Morgan Stanley has, perhaps reluctantly, cut its ownership of FrontPoint Partners LLC, the $7 billion hedge fund that shorted the subprime mortgage bubble. FPP will now have a majority stake in its own firm. The move comes as Washington regulators have tightened their scrutiny of Wall Street as a result of the new Dodd-Frank Act.
The deal, due before the end of the year, will see FPP portfolio managers and senior managers take majority control. Among these FPP managers are co-Chief Executives Daniel Waters and Michael Kelly.
While Morgan Stanley Investment Management will retain an equity stake in FPP, the stake — purchased hedge-fund market was at its zenith – will be reduced to between 20% and 25%.

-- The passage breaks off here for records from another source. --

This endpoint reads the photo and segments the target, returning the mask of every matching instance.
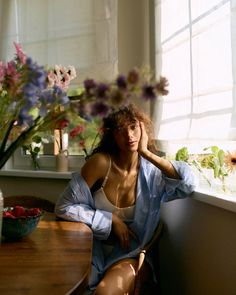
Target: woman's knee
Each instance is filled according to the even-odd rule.
[[[135,260],[121,261],[110,267],[98,284],[96,295],[132,294],[135,281]]]

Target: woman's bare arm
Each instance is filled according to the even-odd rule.
[[[179,174],[176,172],[170,161],[161,158],[148,150],[148,135],[143,122],[140,122],[140,128],[141,139],[139,141],[139,154],[150,161],[152,164],[154,164],[156,167],[158,167],[167,177],[180,179]]]

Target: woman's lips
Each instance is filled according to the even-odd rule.
[[[128,146],[133,146],[133,145],[135,145],[137,143],[137,141],[129,141],[128,143],[127,143],[127,145]]]

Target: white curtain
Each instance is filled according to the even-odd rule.
[[[236,140],[236,0],[157,0],[162,140]],[[178,12],[178,13],[176,13]]]
[[[78,85],[86,77],[117,73],[116,0],[1,0],[0,59],[13,42],[39,64],[74,65]]]

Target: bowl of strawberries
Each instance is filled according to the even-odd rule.
[[[2,235],[7,240],[18,240],[29,235],[42,216],[40,208],[25,208],[20,205],[3,210]]]

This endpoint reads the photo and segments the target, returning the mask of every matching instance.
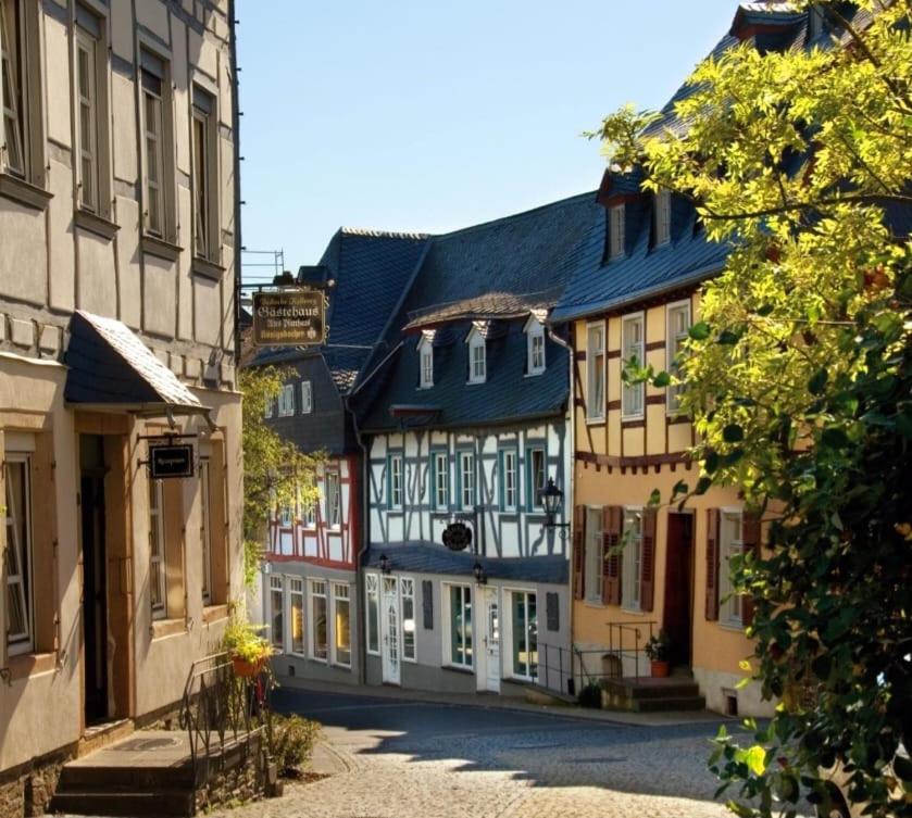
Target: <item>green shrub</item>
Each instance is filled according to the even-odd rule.
[[[300,716],[273,716],[272,753],[283,776],[295,776],[310,760],[320,723]]]

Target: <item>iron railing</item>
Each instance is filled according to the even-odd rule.
[[[250,746],[250,740],[271,734],[268,684],[265,674],[240,677],[226,653],[197,659],[190,666],[179,725],[187,730],[195,784],[205,781],[213,759],[226,750]]]

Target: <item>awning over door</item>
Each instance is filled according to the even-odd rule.
[[[209,410],[148,347],[114,318],[76,311],[70,322],[64,399],[80,408],[145,415]]]

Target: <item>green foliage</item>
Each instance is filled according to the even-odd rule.
[[[752,667],[778,707],[711,758],[744,816],[825,805],[837,760],[867,815],[912,815],[912,770],[894,763],[912,747],[912,248],[884,217],[912,205],[910,3],[857,4],[870,25],[819,3],[842,45],[745,43],[701,64],[686,133],[641,138],[632,109],[601,131],[614,162],[642,162],[648,188],[694,201],[733,247],[689,334],[683,408],[695,493],[738,486],[769,524],[733,579],[754,597]]]
[[[310,760],[321,726],[300,716],[275,714],[272,722],[272,756],[283,776],[296,776]]]
[[[317,499],[312,476],[325,461],[325,455],[304,454],[273,431],[265,420],[266,407],[276,401],[291,374],[273,366],[251,367],[240,373],[243,392],[243,577],[248,587],[257,578],[261,556],[257,543],[265,537],[271,514],[282,505],[292,504],[296,492],[301,503]]]

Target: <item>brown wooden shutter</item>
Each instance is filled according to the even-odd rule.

“It is challenging for institutions like us, for lots of reasons, including conflicts, to fully own 100% of hedge funds,” was how Morgan Stanley Chief Executive James Gorman tried to put a brave face on the deal. Banks like MS are now restricted by Dodd-Frank from deploying their own capital in hedge funds and other proprietary trading operations.
Gorman said the bank has $300 million in seed capital in FrontPoint, which it aims to “repatriate over a relatively short period of time.”
Talks of lowering Morgan Stanley’s stake in FrontPoint went on for months, when regulators started discussions on curbing banks’ investment with their own capital. Regulators hoped to avoid a repeat of what happened to Bear Stearns, whose hedge funds suffered huge losses. Bear Stears, near collapse, was eventually acquired by J.P. Morgan Chase & Co.
FrontPoint, founded in 2000, had 219 employees as of Sept. 30, including 119 investment professionals.
While the firm was extremely profitable in 2007, it wasn’t in 2008 and assets under management suffered.
The firm has attracted $1 billion in new assets so far this year. Though its current assets of $7 billion are below the $10 billion it managed at its peak, they exceed the $5.5 billion managed when it was purchased by Morgan Stanley in 2006.